Waste Not, Want Not
Various Locations in Aurora, Colo
By Dawn Klingensmith
Necessity isn't always the mother of invention. Sometimes it's revulsion.
Bill Airy was strolling through a Denver park when he saw a dog owner leave behind his pooch's poo, smack-dab in the middle of the sidewalk. "I was shocked and disgusted," Airy said, especially since there was a baggie dispenser nearby, which Airy marched up to intending to do the dog owner's dirty work.
What he found was a dispenser that no longer contained bags but instead had become a receptacle for dog waste. It was clear—and not necessarily surprising—that due to ongoing parks department budget constraints, "it was not a priority to manage the little bag stations," Airy said.

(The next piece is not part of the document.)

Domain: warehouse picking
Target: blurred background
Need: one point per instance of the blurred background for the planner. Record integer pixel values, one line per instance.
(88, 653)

That's when he got the idea to form a private company to take over the responsibility. However, he knew he could never persuade cash-strapped parks departments to outsource the job, adding another line item to the budget. "So the idea," he said, "was to provide the service for free."
Airy came up with Poo Free Parks, an eco-friendly pet waste program funded by sponsorships. This public-private partnership program—reportedly the first of its kind in the nation—is aimed at reducing the negative impacts of pet waste and plastic on the environment, using eco-friendly materials and operations. The program is delivered to local communities at no cost to municipalities or taxpayers.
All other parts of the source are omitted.